Huge sacrifices have been made: jobs have been lost; to people’s futures have been put on hold, weddings have been cancelled, families have been unable to see one another.
Every single person across our United Kingdom has given up a great deal.
From the vulnerable, the elderly, those self-isolating alone, to the hundreds of thousands of small and medium sized businesses, to the children and young people whose education has been put on hold.
This extraordinary national effort has been quite remarkable and I am grateful to everybody for playing their part.
But we should not lose sight of the fact this country’s efforts are working.
So my thanks go to the British people.
You have fostered a spirit of national unity that is helping us to get through this challenging time.
The action we are collectively taking is working, and your sacrifices are undoubtedly saving lives.
We know that people are frustrated, but we are not out of danger yet.

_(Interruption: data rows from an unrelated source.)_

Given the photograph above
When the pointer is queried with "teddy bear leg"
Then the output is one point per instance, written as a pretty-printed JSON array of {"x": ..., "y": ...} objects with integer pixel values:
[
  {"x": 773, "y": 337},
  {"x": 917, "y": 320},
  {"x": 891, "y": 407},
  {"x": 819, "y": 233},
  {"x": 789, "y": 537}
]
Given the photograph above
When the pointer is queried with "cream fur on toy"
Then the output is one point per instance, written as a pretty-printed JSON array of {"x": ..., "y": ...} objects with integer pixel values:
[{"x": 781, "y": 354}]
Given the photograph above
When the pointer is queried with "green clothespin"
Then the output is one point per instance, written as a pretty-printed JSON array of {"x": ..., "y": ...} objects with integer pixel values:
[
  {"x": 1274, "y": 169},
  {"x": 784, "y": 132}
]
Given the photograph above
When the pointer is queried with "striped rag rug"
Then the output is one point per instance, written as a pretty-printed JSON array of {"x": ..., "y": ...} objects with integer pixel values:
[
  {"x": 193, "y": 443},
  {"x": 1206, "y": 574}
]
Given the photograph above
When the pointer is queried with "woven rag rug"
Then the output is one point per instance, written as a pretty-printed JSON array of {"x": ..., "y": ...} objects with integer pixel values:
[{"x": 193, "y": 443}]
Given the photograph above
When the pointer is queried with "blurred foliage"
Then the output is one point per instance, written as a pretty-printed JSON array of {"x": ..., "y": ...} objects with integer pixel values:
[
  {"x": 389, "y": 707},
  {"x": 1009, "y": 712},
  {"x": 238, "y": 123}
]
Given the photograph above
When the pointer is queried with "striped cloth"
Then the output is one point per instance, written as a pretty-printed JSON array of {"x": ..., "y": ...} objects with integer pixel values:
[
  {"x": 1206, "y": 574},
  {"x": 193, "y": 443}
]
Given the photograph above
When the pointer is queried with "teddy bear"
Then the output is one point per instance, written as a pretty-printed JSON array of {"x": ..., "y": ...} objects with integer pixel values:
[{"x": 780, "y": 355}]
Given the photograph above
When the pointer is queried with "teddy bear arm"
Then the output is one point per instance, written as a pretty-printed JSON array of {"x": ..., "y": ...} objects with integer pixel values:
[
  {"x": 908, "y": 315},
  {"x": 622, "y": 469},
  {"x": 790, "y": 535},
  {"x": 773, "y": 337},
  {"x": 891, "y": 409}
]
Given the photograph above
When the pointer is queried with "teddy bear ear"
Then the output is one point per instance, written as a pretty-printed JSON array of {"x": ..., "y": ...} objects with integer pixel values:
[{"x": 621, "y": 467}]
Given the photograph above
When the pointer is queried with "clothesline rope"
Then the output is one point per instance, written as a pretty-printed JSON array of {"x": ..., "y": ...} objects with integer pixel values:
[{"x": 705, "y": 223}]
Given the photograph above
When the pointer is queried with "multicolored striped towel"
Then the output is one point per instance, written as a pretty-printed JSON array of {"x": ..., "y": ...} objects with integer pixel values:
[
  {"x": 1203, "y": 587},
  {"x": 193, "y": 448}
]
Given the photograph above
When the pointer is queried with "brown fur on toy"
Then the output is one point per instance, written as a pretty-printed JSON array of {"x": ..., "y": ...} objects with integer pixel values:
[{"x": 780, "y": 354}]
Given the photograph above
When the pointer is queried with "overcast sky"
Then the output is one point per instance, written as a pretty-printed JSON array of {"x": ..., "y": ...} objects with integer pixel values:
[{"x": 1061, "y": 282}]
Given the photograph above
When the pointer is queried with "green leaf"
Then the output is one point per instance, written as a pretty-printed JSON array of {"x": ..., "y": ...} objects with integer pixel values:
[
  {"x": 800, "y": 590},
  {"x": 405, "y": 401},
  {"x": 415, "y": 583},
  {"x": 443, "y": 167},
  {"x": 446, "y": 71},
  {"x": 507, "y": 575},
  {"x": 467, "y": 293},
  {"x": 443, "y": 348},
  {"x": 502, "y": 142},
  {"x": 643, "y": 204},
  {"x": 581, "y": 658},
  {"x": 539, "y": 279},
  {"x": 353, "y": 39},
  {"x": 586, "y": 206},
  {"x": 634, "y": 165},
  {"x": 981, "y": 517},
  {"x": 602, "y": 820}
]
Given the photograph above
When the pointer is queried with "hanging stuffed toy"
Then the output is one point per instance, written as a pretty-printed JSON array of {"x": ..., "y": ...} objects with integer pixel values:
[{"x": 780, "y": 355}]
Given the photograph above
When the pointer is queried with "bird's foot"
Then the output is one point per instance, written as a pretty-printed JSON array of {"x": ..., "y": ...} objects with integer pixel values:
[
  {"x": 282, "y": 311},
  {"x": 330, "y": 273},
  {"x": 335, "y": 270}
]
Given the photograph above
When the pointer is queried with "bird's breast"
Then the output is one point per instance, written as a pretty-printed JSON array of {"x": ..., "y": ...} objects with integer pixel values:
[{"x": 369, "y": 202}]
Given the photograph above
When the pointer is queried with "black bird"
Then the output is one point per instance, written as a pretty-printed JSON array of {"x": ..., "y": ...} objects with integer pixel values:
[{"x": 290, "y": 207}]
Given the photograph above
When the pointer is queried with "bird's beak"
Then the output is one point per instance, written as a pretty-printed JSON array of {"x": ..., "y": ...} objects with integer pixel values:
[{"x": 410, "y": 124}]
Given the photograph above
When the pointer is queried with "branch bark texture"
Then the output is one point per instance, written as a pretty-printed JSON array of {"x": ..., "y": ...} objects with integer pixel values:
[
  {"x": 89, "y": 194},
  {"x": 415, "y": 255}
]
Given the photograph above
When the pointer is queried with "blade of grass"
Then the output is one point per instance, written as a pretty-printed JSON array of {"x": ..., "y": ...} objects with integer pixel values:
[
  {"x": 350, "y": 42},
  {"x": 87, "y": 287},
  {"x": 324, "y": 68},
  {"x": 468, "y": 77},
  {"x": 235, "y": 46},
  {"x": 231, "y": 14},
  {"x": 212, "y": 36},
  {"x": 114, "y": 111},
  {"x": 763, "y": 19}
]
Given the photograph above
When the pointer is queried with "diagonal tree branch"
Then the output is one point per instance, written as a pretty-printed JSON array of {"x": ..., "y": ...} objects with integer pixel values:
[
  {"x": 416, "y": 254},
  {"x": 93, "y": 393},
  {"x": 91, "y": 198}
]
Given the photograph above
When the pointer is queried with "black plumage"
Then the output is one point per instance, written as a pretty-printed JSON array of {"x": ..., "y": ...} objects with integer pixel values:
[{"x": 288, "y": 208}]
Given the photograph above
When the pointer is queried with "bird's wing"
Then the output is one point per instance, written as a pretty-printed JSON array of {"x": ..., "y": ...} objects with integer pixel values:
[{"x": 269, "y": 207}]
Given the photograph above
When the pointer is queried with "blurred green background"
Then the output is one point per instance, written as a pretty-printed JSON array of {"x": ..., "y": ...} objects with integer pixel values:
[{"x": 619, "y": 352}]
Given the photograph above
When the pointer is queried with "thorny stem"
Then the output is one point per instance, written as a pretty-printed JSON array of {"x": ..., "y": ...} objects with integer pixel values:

It is imperative that people continue to follow the rules designed to protect their families, their friends and their loved ones. This will continue to save lives.
We all want to return to living our lives as normally as possible, and, of course, as soon and as safely as we can – and that’s what the entire Government is working towards.
But the five tests we have laid out must be met before we can ease these life-saving restrictions.
We must be sure that we can continue to protect the NHS.
That there is a sustained and consistent fall in the daily rates of death.
That the data shows the rate of infection decreases.
That the operational challenges are met.
And of course, that there is no risk of a second peak of infections.
Until then, we all have a role to play in pulling our country out of this crisis.
So, I urge you all to stay strong and embrace that spirit of national unity by continuing to follow the advice: to stay at home, to protect the NHS and save lives.